Guralnick never does tie any of this in; his pieces, however intended to cohere, feel like collected articles written for music magazines. I don't know that they have to be read in order and one after the other, like chapters of a book.
But individually they are good, in most cases very good. Guralnick is an unusual departure from rock writers. He writes with singular care; with craft, honesty, and an engaging sense of humility that draws the reader in. He doesn't make broad claims for anyone's greatness, or dismiss others out of hand. He takes himself out of the picture, and makes it feel like you are the one in the room listening to Shines talking about traveling moonlit country roads with Robert Johnson, looking for a barrelhouse or gin joint to make a few bucks in.
Or Williams, sitting in his country home alongside a dirt road, portraits of the Kennedys and Martin Luther King over his head, drinking away the afternoon and wondering if his inability to pick out a tune at times is because maybe "blues is evil."
"God is warning me, I've got to get myself straight," Williams tells Guralnick. "And yet still and all I don't know, something hits me and I feel peculiar, I might be riding along, say now you get in your car and ride, well the ideas just come to me out of the air. Why is that? What made me think of that?"
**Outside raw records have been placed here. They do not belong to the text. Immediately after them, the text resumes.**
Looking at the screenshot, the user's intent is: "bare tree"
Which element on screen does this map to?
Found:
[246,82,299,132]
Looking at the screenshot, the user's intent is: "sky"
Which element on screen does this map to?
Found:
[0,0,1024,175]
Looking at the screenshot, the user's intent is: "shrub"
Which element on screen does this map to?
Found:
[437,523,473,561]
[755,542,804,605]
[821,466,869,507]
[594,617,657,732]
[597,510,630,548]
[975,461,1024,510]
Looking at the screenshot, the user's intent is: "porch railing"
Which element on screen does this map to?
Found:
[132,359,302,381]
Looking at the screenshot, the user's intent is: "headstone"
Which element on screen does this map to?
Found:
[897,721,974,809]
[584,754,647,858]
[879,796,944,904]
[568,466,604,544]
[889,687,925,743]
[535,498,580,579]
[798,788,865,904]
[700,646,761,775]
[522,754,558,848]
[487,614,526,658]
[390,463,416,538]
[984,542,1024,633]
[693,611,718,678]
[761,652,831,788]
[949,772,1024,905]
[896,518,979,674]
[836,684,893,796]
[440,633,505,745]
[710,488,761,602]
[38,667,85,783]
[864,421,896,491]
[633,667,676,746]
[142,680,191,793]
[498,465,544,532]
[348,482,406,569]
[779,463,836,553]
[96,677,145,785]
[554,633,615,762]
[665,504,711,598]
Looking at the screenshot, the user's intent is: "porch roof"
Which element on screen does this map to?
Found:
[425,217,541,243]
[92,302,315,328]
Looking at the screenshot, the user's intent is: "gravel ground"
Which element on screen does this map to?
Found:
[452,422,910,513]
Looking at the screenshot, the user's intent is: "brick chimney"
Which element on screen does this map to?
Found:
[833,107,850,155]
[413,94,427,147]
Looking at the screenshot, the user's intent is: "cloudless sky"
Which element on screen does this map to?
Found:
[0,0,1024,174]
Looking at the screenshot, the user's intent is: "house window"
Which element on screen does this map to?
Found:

Traditional blues music was in trouble by the time of this book's publication, in 1971. Guralnick visits Chess Records and finds a record company about to collapse. It's perhaps symbolic that when Guralnick introduces us to Muddy Waters and Howlin' Wolf, both men are laid up sick in bed. Perhaps an earlier look would have offers a more vibrant take. But Guralnick gets the most out of what he finds.
The best essays are on Wolf, who relishes comments about his "gargantuan" onstage theatricality but exposes a thin skin on other fronts; and Rich, who seems so out-of-water here except for the engaging candor from him and his wife. Rich's drinking problems and lonely sadness are the main focus of his essay, yet Rich not only cooperated with the author, he ended up inspired enough by it to write a song using the book's title. It's the best essay in that you feel for the guy; then again, they're all like that.
I don't know that much more about Skip James or Muddy Waters from reading this book, but I know enough now not to duck off in the other direction when I hear their names spoken of. Good music, like all things in life, knows no boundaries.